Little was done in the early days following George Osborne’s announcement to provide adequate protection for people and five years on we see the results. There is little incentive to move quickly, especially when the cost of the damage is being picked up by someone else.

My second example is allowing the likes of London Capital & Finance, MJS, Blackmore, Basset & Gold and other such schemes to run on until they collapsed, leaving tens of thousands of investors likely to lose their life savings. While it’s encouraging to report that the marketing of controversial minibonds to the public has been banned, the FSCS levy to be borne by advisers in the coming year has increased by £16m predominately as a result of an extra £44m set aside by the FSCS earlier this year to meet claims against LCF.

Unfortunately for all advisers this situation is unlikely to change any day soon both in terms of the amount and the way the levy is raised. In a recent video blog Ken Davy, chairman of SimplyBiz, made the point that it doesn’t matter how many policemen there are, if you’re going to murder your wife, you’re still going to murder your wife. In other words, there will always be crooks.

The hopes of any immediate changes as to how the scheme is funded seem dashed when the FCA confirmed they have no plans to revisit the funding model.

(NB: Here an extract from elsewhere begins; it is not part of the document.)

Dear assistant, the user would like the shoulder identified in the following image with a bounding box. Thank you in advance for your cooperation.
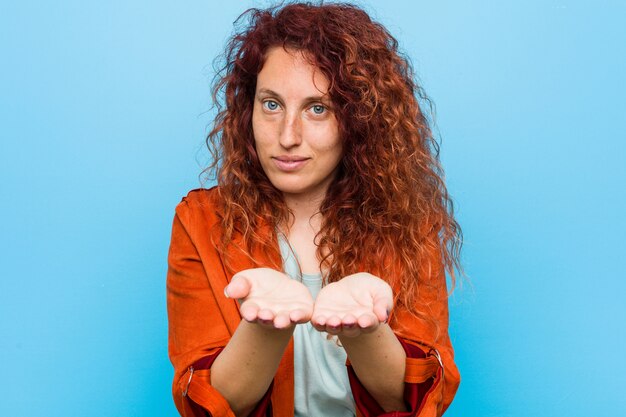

The sobering fact is the cost of protecting consumers in the regulated environment remains significant as do the flaws in the current scheme and as a profession we must continue to lobby for change.

While the cost falls on us, as businesspeople we must ensure these costs are reflected as with every other cost in the fees we charge our clients. This is to ensure we continue to survive and prosper. Because, ultimately, it’s always the client that picks up the cost and in this instance pays the tab for their own protection.